Hi Ludo,
Thoughts? :-)
Super cool! :)
Your research inspired me to do conduct some experiments towards
de-duplication.
For two similar packages (emacs-27.1 and emacs-26.3) I was able to
de-duplicate ~12% using EROFS and ERIS. Still far from the ~85%
similarity, but an attempt I'd like to share.
The two main ingredients:
- EROFS (Enhanced Read-Only File-System) is a read-only,
compressed
file-system comparable to SquashFS. It has some properties that
make
it more suitable than SquashFS (it aligns content to fixed block
size). EROFS is in mainline Linux Kernel since v5.4.
- ERIS (Encoding for Robust Immutable Storage) is an encoding of
content
into uniformly sized blocks that I've been working on. It
de-couples
encoding of content from storage and transport layer.

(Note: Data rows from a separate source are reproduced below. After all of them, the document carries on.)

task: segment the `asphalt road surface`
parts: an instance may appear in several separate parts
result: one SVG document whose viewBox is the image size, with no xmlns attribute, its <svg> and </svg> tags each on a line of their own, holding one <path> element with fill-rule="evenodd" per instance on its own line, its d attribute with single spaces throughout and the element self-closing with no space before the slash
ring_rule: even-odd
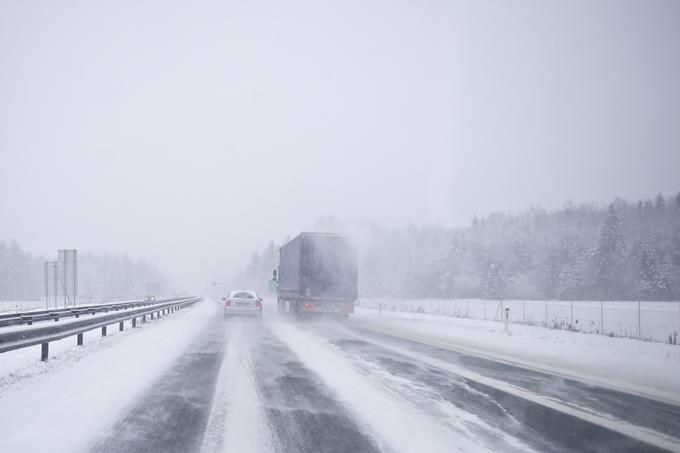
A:
<svg viewBox="0 0 680 453">
<path fill-rule="evenodd" d="M 93 451 L 653 452 L 679 451 L 679 433 L 667 403 L 266 313 L 216 317 Z"/>
</svg>

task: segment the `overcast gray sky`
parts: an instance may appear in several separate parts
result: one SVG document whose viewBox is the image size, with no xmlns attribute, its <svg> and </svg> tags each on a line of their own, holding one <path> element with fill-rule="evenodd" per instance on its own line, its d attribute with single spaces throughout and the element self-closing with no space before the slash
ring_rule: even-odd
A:
<svg viewBox="0 0 680 453">
<path fill-rule="evenodd" d="M 322 215 L 680 190 L 679 1 L 0 0 L 0 239 L 199 288 Z"/>
</svg>

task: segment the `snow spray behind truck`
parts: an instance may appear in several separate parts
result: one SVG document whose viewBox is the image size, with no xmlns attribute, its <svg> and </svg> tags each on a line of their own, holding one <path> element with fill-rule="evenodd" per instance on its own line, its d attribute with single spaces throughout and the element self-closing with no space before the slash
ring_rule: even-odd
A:
<svg viewBox="0 0 680 453">
<path fill-rule="evenodd" d="M 281 246 L 279 313 L 296 317 L 329 314 L 346 318 L 358 296 L 357 253 L 346 236 L 301 233 Z"/>
</svg>

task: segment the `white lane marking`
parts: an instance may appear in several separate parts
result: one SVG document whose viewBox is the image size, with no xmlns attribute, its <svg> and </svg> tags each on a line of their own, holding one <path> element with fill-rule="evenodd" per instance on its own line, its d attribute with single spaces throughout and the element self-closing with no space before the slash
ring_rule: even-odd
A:
<svg viewBox="0 0 680 453">
<path fill-rule="evenodd" d="M 370 328 L 371 330 L 375 330 L 377 332 L 380 332 L 381 329 L 373 329 L 373 327 Z M 382 333 L 389 334 L 387 331 L 383 331 Z M 409 335 L 402 335 L 401 333 L 399 334 L 392 334 L 394 336 L 404 338 L 404 339 L 414 339 L 414 338 L 409 338 Z M 414 339 L 415 340 L 415 339 Z M 625 422 L 623 420 L 619 420 L 616 418 L 608 417 L 602 414 L 597 414 L 595 412 L 587 411 L 585 409 L 578 409 L 573 406 L 569 406 L 566 404 L 563 404 L 557 400 L 551 399 L 544 397 L 542 395 L 530 392 L 528 390 L 525 390 L 523 388 L 514 386 L 512 384 L 508 384 L 506 382 L 500 381 L 498 379 L 490 378 L 483 376 L 479 373 L 475 373 L 474 371 L 470 371 L 464 367 L 461 367 L 459 365 L 455 365 L 449 362 L 445 362 L 442 360 L 434 359 L 431 357 L 427 357 L 422 354 L 415 354 L 407 349 L 400 348 L 398 346 L 390 345 L 385 342 L 381 342 L 379 340 L 375 339 L 370 339 L 369 340 L 371 343 L 379 345 L 382 348 L 388 349 L 392 352 L 395 352 L 397 354 L 409 357 L 412 360 L 417 360 L 419 362 L 425 363 L 427 365 L 433 366 L 435 368 L 439 368 L 445 371 L 448 371 L 450 373 L 456 374 L 458 376 L 461 376 L 465 379 L 469 379 L 475 382 L 478 382 L 480 384 L 484 384 L 486 386 L 489 386 L 491 388 L 494 388 L 496 390 L 500 390 L 505 393 L 509 393 L 511 395 L 517 396 L 519 398 L 525 399 L 527 401 L 530 401 L 535 404 L 540 404 L 541 406 L 559 411 L 563 414 L 567 414 L 576 418 L 579 418 L 581 420 L 584 420 L 589 423 L 593 423 L 599 426 L 602 426 L 604 428 L 607 428 L 609 430 L 618 432 L 620 434 L 623 434 L 625 436 L 631 437 L 635 440 L 638 440 L 640 442 L 653 445 L 658 448 L 674 451 L 674 452 L 680 452 L 680 439 L 668 436 L 666 434 L 660 433 L 658 431 L 654 431 L 651 429 L 643 428 L 641 426 L 633 425 L 631 423 Z M 423 340 L 415 340 L 415 341 L 420 341 L 420 342 L 426 342 Z M 437 346 L 434 342 L 429 342 L 429 344 L 433 346 Z"/>
</svg>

Transport
layers
can be things like IPFS, GNUNet, Named Data Network or just a
plain
old HTTP service.
I make EROFS images of the packages and encode them with ERIS,
which
de-duplicates blocks as part of the encoding process.
With this I manage to de-duplicate between 12-17% (depending on
some
parameters).
This could allow:
- Directly mounting packages instead of unarchiving (a la distri)
- Peer-to-peer distribution of packages (that's what ERIS is for)
- De-duplicating common content in packages to a certain extent
(topic
of this thread)
A more in-depth write-up:
https://gitlab.com/openengiadina/eris/-/tree/main/examples/dedup-fs
Happy Hacking!
-pukkamustard